Dr. Markus Zimmermann is a researcher at the Institute of Neuroscience and Medicine (INM-4: Physics of Medical Imaging) at the Research Center Jülich. His work focuses on advancing quantitative MRI techniques, particularly in water content mapping, multiparametric imaging, and ultrahigh-field MRI applications. He contributes to developing methods for eddy current characterization, multi-exponential relaxometry, and rapid whole-brain protocols. His research addresses neurological and medical imaging challenges, including cerebral pathologies and neurobiological implications. Key areas of expertise include MRI parameter estimation, medical imaging algorithms, and the integration of advanced imaging techniques for clinical and neuroscience applications. His projects often involve collaborations to validate methodologies using in vivo/ex vivo experiments and super-resolution reconstruction. Dr. Zimmermann’s work aims to enhance diagnostic precision and understanding of brain physiology through innovative MRI technologies.
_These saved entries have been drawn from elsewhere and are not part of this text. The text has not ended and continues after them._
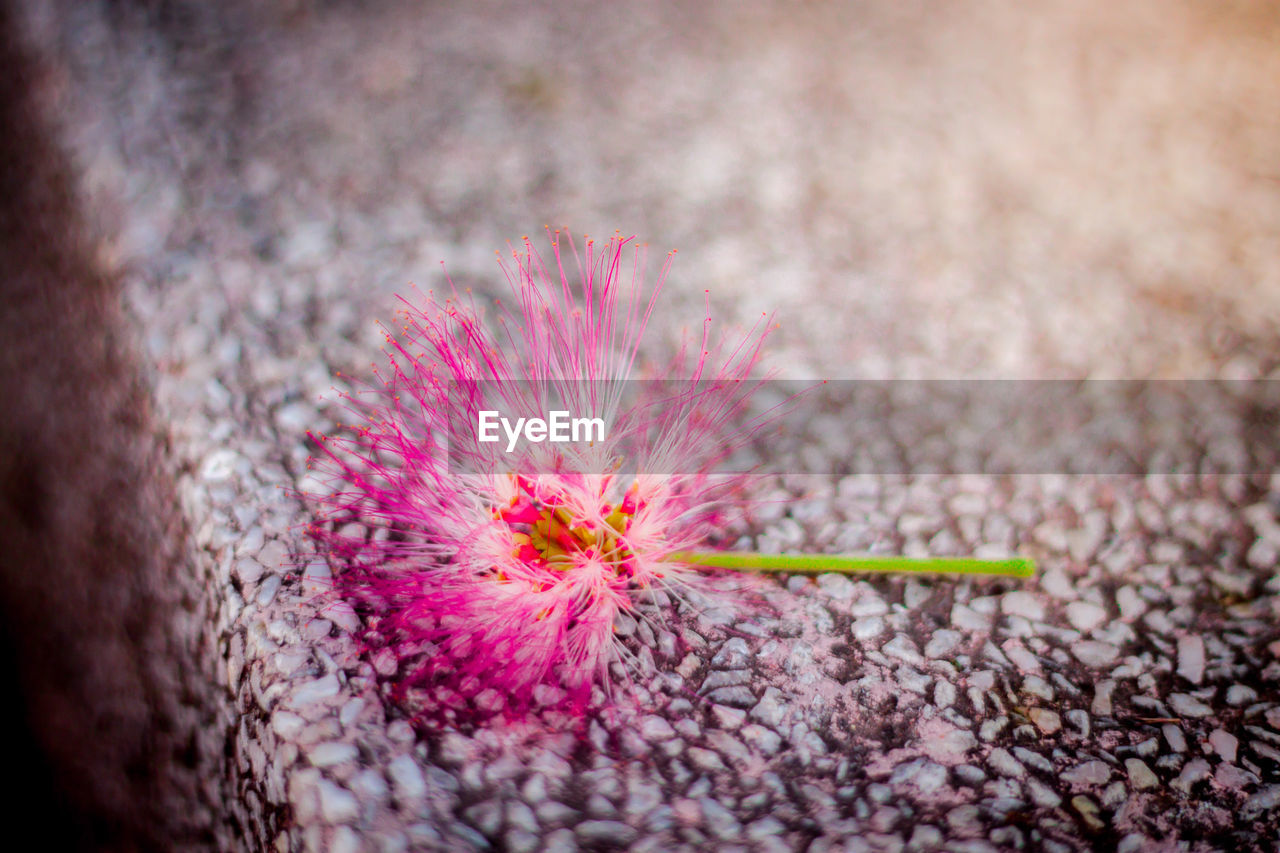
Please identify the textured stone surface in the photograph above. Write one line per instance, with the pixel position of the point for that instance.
(915, 195)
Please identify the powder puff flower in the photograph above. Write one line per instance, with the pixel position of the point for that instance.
(490, 573)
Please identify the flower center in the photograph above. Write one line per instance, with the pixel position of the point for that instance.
(549, 536)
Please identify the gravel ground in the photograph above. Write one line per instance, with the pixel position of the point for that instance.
(1084, 188)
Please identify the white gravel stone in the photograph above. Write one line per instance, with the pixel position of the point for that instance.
(287, 725)
(1139, 774)
(1095, 653)
(1089, 772)
(1084, 616)
(328, 755)
(771, 708)
(968, 619)
(1132, 606)
(1224, 743)
(406, 779)
(867, 628)
(656, 729)
(337, 803)
(1194, 771)
(924, 775)
(1042, 794)
(728, 719)
(1023, 603)
(1174, 737)
(766, 740)
(1004, 763)
(1102, 698)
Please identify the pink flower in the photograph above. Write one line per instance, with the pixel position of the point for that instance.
(490, 573)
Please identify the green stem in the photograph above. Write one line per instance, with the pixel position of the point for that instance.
(849, 564)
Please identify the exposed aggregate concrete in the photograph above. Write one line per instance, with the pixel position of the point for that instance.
(1128, 698)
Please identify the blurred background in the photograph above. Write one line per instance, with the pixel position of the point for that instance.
(914, 188)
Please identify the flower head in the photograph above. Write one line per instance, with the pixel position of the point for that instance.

Val Tannen is a Professor at the University of Pennsylvania, specializing in database systems, provenance analysis, and programming languages. His research focuses on data management, query languages, and systems like DBSP and ORCHESTRA. Collaborations include work with co-authors such as Zachary Ives, Susan Davidson, and Todd Green. Key research interests include provenance for databases, incremental view maintenance, and data integration. His work bridges theoretical foundations and practical applications in systems like DBSP for stream processing and ORCHESTRA for collaborative data sharing. Publications span provenance frameworks, query optimization, and distributed systems. While no awards are explicitly listed, his contributions to database theory and systems are widely recognized.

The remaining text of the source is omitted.